Senin, 28 November 2011

Kehidupan Petani Indonesia


Ada sebuah cerita tentang salah seorang Petani Indonesia, begini ceritanya :
 Petani desa terpencil dengan luas lahan sekitar 1000 m2. Jangankan pestisida, pupuk pun tahunya hanya urea. Menurut cerita kakek dia mulai bertani sejak umur 20 tahunan, kehidupan bertani dimulai sejak terlepasnya predikat buruh tani dari bahunya.
Sampai sekarang kakek masih tetap bertani. Umur kakek saya sekarang sudah 95 tahun, berarti beliau sudah bertani selama 75 tahun. Dan jika dihitung berapa kali beliau menanam padi kira-kira sudah 150 kali. Kakek mempunyai sebuah rumah semi permanen dengan dinding yang belum diplester masih berbentu bata. Itupun hasil karya para putra-putranya beberapa tahun yang lalau. Beliau memiliki sepeda kayuh 1 buah dan kambing 5 ekor. Dan kalau saya rupiahkan kekayaan kakek tidak lebih dari 5 juta rupiah. Itupun diraih dari hasil kerja keras dan penuh keprihatinan serta kesederhanaan.
Itulah sekilas gambaran mayoritas petani indonesia sekarang ini. Lalu salah siapa ini?

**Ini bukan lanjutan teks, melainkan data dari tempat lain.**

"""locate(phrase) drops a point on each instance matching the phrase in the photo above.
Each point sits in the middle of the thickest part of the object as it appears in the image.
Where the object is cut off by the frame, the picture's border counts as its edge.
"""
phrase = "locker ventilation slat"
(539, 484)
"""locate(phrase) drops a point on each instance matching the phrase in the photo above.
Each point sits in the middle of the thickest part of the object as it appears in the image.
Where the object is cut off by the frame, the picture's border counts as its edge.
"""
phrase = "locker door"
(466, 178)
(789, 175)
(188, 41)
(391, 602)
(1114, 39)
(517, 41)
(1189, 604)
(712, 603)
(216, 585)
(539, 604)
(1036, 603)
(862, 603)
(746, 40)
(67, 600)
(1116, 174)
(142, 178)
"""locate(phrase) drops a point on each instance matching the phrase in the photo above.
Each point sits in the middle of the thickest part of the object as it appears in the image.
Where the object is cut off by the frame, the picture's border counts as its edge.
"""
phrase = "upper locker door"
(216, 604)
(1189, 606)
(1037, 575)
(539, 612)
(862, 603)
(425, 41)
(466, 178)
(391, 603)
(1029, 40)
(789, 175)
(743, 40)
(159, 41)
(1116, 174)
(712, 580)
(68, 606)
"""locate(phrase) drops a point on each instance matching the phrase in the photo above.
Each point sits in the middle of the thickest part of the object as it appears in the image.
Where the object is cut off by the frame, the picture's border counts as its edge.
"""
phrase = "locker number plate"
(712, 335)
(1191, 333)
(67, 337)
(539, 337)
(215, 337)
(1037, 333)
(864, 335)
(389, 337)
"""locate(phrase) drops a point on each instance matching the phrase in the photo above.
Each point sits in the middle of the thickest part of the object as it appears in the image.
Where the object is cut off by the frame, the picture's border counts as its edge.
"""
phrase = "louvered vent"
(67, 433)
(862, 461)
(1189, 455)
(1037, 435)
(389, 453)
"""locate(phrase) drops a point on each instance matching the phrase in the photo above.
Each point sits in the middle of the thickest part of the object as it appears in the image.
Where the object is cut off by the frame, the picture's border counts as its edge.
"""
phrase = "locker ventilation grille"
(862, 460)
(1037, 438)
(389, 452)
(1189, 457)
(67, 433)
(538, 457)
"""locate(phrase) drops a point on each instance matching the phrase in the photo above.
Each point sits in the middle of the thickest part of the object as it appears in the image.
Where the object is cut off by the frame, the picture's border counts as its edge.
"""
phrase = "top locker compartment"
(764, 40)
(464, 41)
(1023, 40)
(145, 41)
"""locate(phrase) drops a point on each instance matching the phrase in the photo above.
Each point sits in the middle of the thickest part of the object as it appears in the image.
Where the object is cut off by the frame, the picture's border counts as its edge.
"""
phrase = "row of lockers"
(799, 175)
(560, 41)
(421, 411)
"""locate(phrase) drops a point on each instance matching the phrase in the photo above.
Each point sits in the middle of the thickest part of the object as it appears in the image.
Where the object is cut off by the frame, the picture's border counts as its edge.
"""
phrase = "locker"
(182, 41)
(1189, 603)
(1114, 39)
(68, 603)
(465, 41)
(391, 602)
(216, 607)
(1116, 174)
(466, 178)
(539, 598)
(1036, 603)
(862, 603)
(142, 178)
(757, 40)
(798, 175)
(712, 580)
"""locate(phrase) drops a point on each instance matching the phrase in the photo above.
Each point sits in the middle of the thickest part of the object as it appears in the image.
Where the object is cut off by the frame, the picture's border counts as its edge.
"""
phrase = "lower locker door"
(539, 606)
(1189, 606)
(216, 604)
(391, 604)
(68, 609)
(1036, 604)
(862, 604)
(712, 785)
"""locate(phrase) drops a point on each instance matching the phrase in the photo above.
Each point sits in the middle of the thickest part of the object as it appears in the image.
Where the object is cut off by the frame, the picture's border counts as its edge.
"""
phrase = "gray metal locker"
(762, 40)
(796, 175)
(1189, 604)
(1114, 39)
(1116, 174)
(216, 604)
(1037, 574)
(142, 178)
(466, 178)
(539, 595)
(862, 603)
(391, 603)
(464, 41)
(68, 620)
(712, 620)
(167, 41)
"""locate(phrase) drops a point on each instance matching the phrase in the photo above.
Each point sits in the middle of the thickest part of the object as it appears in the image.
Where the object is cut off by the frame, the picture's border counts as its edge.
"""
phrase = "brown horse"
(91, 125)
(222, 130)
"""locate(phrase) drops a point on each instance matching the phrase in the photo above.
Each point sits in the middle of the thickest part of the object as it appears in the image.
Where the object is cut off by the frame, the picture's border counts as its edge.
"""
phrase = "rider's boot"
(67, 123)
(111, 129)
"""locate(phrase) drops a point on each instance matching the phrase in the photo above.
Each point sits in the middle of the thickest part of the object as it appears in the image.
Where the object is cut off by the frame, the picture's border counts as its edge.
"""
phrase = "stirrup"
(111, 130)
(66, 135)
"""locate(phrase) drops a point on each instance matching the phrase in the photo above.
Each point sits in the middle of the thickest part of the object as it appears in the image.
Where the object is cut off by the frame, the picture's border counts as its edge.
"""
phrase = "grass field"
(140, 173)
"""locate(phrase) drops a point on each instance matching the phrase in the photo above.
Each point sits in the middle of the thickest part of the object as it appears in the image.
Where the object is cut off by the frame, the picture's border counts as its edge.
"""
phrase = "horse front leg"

Padahal jasa beliau tidaklah dapat dihitung, coba anda pikirkan siapakah yang telah memberi makan berjuta-juta penduduk indonesia sejak 75 tahun silam sampai sekarang? Tetapi kenapa nasib petani kita masih seperti itu.
Menurut cerita dari rekan-rekan PPL senior, pemerintah telah menurunkan dana bertrilyunan untuk membantu petani kita. Untuk mendukung bergulirnya dana tersebut pemerintah juga membuat program pendampingan dari mulai KUT, BPLM, SMD sampai PUAP. Tapi mengapa petani masih tetap miskin? Apa ada yang salah dengan kebijakan pemerintah tersebut?
Saya kira pemerintah perlu membuat design kebijakan yang baru yang lebih bisa memahami kondisi riil mayoritas petani kita, dengan strategi yang lebih menggigit. Kalau hal tersebut tidak dilakukan, saya jamin kehidupan petani kita akan semakin terpuruk dan secara otomatis akan memutus siklus hidup para petani kita.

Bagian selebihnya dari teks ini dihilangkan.